New Delhi: Market regulator Securities and Exchange Board of India (Sebi) is proposing several changes to securities laws to tighten disparate provisions and empower itself to tackle cases of market fraud and wrongful disclosure.
The regulator is also proposing a fee cut for market intermediaries, even as it prepares to rationalize disclosure norms for rights issues.
Market reforms: The Sebi headquarters in Mumbai. The changes proposed by the regulator have been sent to the Sebi board. Abhijit Bhatlekar / Mint
In addition, it wants to make it mandatory for unlisted companies going public to list on at least one stock exchange that has trading terminals spread across the country.
Sebi has proposed changes to the Sebi Act, 1992, Securities Contracts (Regulation) Act, 1956, and the Depositories Act, 1996, people familiar with the development said on condition of anonymity.
Sebi officials recently met finance ministry officials in this regard. The proposed changes are now being put up to the Sebi board for its consent.

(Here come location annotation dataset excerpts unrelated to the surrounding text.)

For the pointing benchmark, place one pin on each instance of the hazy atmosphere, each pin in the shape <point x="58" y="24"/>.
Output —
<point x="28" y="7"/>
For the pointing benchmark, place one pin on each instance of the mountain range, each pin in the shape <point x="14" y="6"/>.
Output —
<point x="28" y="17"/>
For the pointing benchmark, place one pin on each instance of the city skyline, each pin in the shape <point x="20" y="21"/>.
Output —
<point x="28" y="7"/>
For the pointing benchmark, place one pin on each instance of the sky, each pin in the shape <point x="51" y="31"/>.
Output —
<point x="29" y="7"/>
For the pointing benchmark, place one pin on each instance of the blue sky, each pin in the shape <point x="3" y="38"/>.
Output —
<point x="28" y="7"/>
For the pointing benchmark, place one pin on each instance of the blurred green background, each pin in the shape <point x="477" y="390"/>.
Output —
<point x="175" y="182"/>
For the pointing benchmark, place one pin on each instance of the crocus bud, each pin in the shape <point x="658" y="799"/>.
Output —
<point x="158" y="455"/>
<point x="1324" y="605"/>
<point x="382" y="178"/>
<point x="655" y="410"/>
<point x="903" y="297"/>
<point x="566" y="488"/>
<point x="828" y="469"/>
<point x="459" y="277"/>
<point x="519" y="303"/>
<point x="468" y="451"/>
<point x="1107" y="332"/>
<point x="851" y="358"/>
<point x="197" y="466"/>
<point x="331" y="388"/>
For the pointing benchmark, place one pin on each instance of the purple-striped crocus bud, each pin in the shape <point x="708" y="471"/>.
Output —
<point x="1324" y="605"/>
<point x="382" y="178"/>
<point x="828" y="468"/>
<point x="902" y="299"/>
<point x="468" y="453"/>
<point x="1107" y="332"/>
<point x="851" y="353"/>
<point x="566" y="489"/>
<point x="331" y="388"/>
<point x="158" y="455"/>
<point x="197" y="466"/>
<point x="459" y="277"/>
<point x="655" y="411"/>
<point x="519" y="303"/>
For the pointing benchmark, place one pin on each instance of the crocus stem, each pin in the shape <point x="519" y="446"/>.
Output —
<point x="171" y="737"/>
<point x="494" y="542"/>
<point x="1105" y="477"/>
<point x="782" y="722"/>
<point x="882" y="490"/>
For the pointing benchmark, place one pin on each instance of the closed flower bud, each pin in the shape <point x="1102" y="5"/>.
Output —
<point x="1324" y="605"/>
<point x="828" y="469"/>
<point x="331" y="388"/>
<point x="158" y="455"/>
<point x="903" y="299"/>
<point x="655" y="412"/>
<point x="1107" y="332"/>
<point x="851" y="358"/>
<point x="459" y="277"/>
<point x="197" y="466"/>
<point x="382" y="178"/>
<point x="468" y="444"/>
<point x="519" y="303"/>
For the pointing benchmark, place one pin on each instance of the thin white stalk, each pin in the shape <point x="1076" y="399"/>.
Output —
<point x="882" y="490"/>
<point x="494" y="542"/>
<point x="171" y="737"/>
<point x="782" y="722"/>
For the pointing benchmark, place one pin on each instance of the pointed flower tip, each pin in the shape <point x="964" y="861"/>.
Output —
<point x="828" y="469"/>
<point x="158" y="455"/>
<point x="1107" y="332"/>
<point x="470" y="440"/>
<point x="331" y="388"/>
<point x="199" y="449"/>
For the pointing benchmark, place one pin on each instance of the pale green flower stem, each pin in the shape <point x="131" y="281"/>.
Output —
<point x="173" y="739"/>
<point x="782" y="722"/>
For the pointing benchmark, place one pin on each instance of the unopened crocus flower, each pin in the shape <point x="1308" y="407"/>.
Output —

The board is scheduled to meet on 18 June. Once it approves of the changes, the finance ministry hopes to move amendments to the three laws in the ensuing session of Parliament.
A key proposal is to change the definition of insider trading, with the suggestion being to include communication of price-sensitive information.
Another proposal is aimed at empowering Sebi to seize assets and properties of issuers who have made wrong disclosures.